Smartcards are the safest of the common options as far as I know. And if only password or only smardcard is compromised by hacker, the system is safe. Both are needed to authenticate.
What this article is trying to point out is that 2FA as a concept only stops some kind of attacks, but does not prevent all kind of attacks. Furthermore, 2FA has to still be implemented, which leaves the same problems as any other security software. The implementation may be badly designed or have bugs, that have nothing to do with the 2FA itself. It is like RSA being secure but openssl being vulnerable to heart-bleed. RSA is secure but just because you are using it does not mean there is not another problem.
Here is a quick and likely incomplete list of examples what 2FA does not protect you from:
- MITM - An attacker listening in on the line and intercepting your connection. SSL should be used to prevent this, 2FA does not do it.

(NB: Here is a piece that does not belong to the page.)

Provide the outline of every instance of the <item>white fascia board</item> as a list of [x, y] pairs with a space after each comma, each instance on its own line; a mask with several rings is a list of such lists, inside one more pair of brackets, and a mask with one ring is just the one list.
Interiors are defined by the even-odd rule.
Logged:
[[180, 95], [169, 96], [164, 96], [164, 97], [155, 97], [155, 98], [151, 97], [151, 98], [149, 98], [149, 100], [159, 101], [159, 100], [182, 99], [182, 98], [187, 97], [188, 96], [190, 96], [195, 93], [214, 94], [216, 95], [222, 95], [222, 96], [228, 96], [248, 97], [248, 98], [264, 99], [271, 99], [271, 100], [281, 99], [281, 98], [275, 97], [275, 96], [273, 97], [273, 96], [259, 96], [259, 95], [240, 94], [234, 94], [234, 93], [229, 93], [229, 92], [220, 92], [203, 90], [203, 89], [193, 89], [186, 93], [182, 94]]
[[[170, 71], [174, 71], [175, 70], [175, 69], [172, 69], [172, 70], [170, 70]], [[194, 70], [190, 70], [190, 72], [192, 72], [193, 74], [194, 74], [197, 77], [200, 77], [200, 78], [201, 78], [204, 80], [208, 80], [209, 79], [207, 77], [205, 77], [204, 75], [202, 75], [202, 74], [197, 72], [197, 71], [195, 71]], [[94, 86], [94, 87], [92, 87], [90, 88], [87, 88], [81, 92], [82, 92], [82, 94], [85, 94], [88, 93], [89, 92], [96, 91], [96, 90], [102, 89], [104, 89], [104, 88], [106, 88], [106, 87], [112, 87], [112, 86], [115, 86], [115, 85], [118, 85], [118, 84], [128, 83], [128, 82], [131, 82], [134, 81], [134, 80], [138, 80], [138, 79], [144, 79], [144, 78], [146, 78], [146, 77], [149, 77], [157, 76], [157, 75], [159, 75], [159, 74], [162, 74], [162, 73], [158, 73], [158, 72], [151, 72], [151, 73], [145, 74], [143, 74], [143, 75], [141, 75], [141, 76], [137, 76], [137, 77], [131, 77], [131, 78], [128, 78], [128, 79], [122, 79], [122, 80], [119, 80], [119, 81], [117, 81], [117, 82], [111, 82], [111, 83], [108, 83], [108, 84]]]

- Fake website - an attacker making a same looking site and tricking the user to log in to it, then forwarding the credentials (both smartcard and password) to the real site. The attacker can only attack at this time while with password, he could save it for later.
- Compromise of the server - 2FA does not help at all if your underlying server gets compromised, for example with a bug like hartbleed as was mentioned.
- Physical attack - 2FA does next to nothing to stop an attacker with physical access to the machine.
- Attack on recovery method - Such as reset passwod/smartcard by mail. If there is such a recovery option, it can be often abused. This goes both for automated ones and manual ones done by human (social engineering).
- Social engineering on an admin - An attacker may try to convince an admin that they lost their smartcard and they need it reset or disabled to log in.
In conclusion, 2FA is useful but it has to be used in conjunction with other security measures. It is not a single solution for all your problems. I strongly recommend getting a professional to design your security strategy.
Note that some of these might be prevented by advanced designs of 2FA but are not by common ones.